What is an LLM?
A Large Language Model (LLM) is an instance of a foundation model, applied specifically to text and text-like data (such as code). LLMs are trained on large datasets of text, including books, articles, and conversations. Training these models involves using petabytes of data.
Data Scale
- 178 million words ≈ 1 GB of data
- 1 million GB ≈ 1 PB of data
Parameters
A parameter is a value the model can change independently as it learns.
Core Components of LLM
LLM = Data + Transformer Architecture + Training
Business Applications (Use Cases)
- Customer Support
- Content Articles
- Software Development (e.g., Copilot)
Foundation models are pre-trained on large amounts of unlabeled and self-supervised data.
Self-Supervised Data
Self-supervised data means the model learns from patterns in the data in a way that produces generalizable and adaptable output.
Small vs. Large Language Models
- Small Language Models (SLMs) have a small number of parameters.

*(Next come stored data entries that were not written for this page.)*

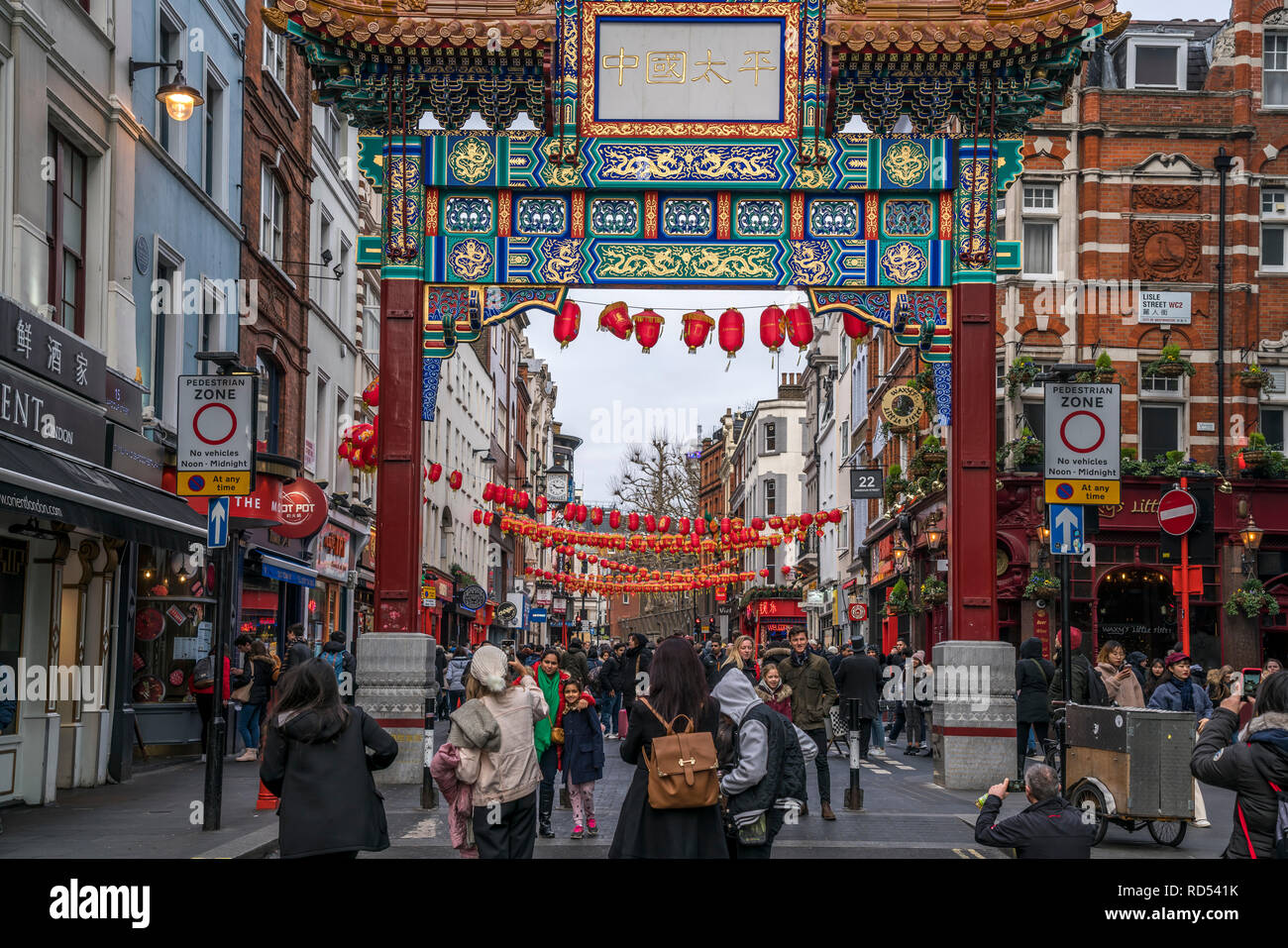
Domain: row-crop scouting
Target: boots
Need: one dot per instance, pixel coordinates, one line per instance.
(545, 802)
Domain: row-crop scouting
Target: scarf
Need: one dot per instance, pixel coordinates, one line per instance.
(550, 687)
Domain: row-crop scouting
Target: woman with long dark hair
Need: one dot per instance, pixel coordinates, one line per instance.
(316, 760)
(677, 686)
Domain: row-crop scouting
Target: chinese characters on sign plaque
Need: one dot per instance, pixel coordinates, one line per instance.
(690, 69)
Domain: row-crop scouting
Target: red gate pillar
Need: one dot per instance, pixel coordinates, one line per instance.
(971, 475)
(398, 485)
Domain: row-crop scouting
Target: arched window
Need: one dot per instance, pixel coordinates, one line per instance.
(268, 415)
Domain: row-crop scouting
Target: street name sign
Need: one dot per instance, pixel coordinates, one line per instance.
(1082, 443)
(1065, 528)
(217, 442)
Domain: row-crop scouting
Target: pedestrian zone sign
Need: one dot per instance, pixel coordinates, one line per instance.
(1082, 443)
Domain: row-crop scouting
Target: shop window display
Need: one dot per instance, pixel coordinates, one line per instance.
(172, 625)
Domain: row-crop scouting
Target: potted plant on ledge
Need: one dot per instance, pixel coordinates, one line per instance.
(1256, 377)
(1252, 600)
(1170, 364)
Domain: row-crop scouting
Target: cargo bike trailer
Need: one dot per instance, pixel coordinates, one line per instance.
(1129, 767)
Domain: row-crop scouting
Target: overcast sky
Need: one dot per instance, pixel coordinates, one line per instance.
(610, 394)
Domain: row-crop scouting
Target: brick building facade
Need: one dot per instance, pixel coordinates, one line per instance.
(277, 175)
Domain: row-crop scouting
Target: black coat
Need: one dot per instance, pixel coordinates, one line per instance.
(1033, 677)
(859, 677)
(1050, 830)
(329, 798)
(583, 758)
(1245, 768)
(648, 833)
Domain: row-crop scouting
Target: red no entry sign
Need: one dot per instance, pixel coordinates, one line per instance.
(1177, 511)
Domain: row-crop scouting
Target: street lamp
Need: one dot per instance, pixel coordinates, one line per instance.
(176, 95)
(1250, 536)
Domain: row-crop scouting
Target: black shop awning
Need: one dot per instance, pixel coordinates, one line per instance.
(50, 487)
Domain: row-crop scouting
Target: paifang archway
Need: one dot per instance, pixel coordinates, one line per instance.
(692, 145)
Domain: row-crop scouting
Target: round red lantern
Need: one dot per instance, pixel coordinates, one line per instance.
(697, 325)
(648, 329)
(616, 318)
(800, 326)
(567, 324)
(855, 326)
(772, 327)
(732, 331)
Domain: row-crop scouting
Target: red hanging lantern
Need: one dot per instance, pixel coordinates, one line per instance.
(648, 329)
(567, 324)
(772, 327)
(697, 325)
(800, 326)
(855, 326)
(616, 318)
(732, 331)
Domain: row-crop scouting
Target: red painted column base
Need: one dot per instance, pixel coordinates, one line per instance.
(398, 483)
(971, 469)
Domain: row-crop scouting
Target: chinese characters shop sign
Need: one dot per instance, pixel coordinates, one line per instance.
(671, 69)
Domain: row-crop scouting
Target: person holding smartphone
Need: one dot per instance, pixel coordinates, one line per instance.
(1253, 764)
(1120, 681)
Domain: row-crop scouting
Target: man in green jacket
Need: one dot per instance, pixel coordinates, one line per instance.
(812, 695)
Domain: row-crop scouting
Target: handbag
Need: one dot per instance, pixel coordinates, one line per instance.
(682, 767)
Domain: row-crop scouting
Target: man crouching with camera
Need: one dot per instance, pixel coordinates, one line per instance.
(1048, 828)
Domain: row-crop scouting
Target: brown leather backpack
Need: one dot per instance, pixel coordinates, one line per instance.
(682, 769)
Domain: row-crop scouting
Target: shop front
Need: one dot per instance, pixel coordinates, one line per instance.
(80, 506)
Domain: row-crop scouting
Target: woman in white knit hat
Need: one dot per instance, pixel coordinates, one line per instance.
(493, 733)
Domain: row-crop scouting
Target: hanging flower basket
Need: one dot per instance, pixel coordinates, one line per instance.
(1250, 599)
(1042, 584)
(934, 591)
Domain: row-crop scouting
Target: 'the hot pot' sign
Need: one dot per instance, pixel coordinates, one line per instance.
(303, 513)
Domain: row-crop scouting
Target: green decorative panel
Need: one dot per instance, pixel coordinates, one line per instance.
(687, 217)
(542, 217)
(469, 215)
(614, 217)
(760, 218)
(829, 218)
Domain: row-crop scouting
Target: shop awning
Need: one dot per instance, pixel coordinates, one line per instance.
(286, 571)
(50, 487)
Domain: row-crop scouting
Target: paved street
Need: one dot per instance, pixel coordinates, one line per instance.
(905, 815)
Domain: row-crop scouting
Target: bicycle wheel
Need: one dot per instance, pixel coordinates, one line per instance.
(1167, 832)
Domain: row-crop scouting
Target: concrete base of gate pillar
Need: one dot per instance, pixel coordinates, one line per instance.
(395, 677)
(973, 729)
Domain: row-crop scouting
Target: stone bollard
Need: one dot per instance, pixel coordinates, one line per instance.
(973, 730)
(395, 675)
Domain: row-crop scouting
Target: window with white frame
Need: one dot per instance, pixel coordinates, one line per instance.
(271, 215)
(1274, 68)
(274, 55)
(1155, 62)
(1041, 218)
(1274, 228)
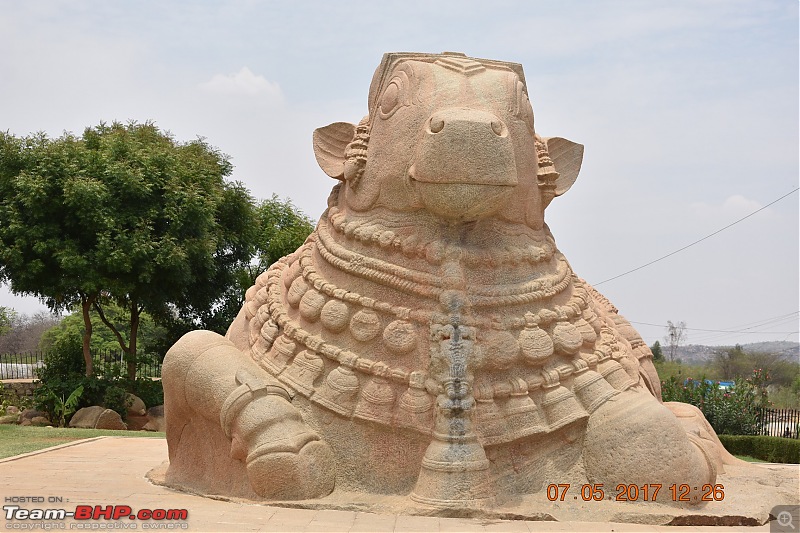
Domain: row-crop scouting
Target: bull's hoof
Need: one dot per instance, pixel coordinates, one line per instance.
(307, 474)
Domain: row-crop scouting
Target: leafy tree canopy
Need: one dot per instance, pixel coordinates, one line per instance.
(6, 320)
(124, 213)
(279, 228)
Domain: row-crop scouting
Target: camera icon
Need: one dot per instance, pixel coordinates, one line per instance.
(786, 519)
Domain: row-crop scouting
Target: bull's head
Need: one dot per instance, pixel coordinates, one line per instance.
(452, 135)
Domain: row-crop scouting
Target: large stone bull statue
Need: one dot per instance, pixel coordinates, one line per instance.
(429, 339)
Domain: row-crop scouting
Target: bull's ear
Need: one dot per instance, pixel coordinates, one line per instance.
(330, 143)
(567, 157)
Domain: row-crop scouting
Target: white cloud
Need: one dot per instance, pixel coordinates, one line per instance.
(244, 83)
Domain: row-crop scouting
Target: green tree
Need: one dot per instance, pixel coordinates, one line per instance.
(676, 334)
(103, 339)
(6, 320)
(658, 354)
(122, 214)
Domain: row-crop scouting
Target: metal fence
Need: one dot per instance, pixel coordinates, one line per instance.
(25, 365)
(781, 423)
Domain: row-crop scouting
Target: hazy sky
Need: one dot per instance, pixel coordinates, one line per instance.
(688, 111)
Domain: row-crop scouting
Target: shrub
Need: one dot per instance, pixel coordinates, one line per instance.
(734, 412)
(770, 449)
(63, 373)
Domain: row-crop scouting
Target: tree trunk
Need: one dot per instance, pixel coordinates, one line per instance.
(86, 304)
(131, 354)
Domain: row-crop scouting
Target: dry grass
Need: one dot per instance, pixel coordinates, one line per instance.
(15, 440)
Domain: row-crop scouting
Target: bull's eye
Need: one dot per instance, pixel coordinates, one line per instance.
(390, 98)
(437, 125)
(497, 127)
(395, 95)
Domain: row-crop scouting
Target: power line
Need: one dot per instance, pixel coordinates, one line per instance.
(697, 241)
(719, 330)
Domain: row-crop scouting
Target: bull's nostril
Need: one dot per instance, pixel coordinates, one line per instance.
(437, 125)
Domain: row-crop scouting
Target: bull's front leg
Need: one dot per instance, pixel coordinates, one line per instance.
(634, 439)
(209, 383)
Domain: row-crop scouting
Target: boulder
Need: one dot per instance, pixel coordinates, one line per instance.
(28, 414)
(155, 416)
(137, 406)
(97, 417)
(41, 421)
(12, 418)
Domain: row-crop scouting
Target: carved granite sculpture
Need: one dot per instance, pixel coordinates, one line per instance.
(429, 340)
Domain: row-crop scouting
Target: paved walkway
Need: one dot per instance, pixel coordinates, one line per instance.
(110, 471)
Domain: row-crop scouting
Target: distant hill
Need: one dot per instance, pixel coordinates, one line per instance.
(698, 353)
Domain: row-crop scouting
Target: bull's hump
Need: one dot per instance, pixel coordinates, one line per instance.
(370, 357)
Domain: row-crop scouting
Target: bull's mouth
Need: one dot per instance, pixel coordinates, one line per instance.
(461, 200)
(459, 177)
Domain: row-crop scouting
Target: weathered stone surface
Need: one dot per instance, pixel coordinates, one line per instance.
(86, 417)
(136, 422)
(429, 342)
(13, 418)
(97, 417)
(110, 419)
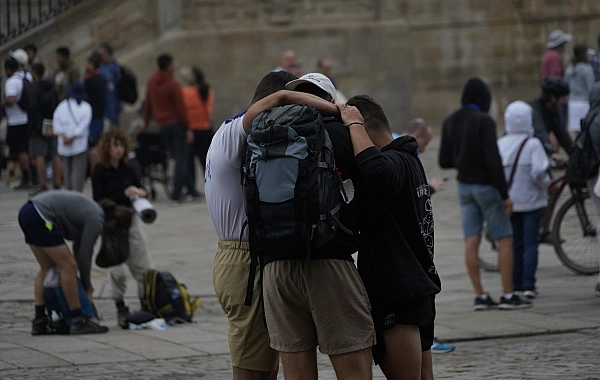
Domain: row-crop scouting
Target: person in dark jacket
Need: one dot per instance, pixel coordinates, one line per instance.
(592, 119)
(469, 145)
(95, 85)
(396, 252)
(42, 144)
(547, 124)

- Large Language Models (LLMs) have a large number of parameters.
Examples
- Mistral 7B: 7 billion parameters (SLM)
- LLAMA 700B: 700 billion parameters (LLM)
LLM Use Cases
- Code Generation
- Document Analysis
- Multilingual Translation
Small Model Use Cases
- On-Device AI
- Everyday Summarization
- Enterprise Chatbots
What is an AI Agent?
LLMs can be part of a compound AI system, leading to the creation of AI agents.
Traditional LLMs
If you ask a traditional LLM about your remaining vacations, it might generate an incorrect answer because it does not have access to your specific data.
Compound AI Systems (RAGs)
In a compound AI system:
- Query → Search Query (LLM) → Your Database → Generate (LLM) → Answer (Correct)
This system fetches the response from your database, ensuring accuracy.
However, if the query changes (e.g., asking about the weather in Limassol), the system might fail if the dedicated path breaks.
Control Logic in Compound AI Systems
Control logic in compound AI systems is defined programmatically by a human programmer. Another approach is to put the LLM in charge of the logic, leveraging its advanced capabilities to handle complex problems and generate plans.
Agentic Approach
When LLMs control the logic, we refer to this as an agentic approach. Let's break down the components of LLM agents:
LLM Agents
- Reasoning: Ability to think
- Ability to Act: Via external tools (e.g., web search, database access, calculator, code execution)
- Access Memory
Configuring Agents
One popular method is the ReAct approach, combining reasoning and action components.
ReAct Agent Configuration
- User Query → Plan/Think (LLM) → Act (via Tool) → Observe the Answer (Iterate if Wrong) → Provide Correct Answer
Retrieval-Augmented Generation (RAG)
LLM Challenges
- No Source
- Outdated Knowledge
Addressing the Challenges
When a user prompts an LLM, it may not have the latest information. Additionally, without sources, the truthfulness of the response cannot be ensured.
RAG Framework
The RAG framework addresses these issues:
- When a user writes a prompt, the LLM queries the document to find the answer from the provided data, rather than relying solely on pre-trained information.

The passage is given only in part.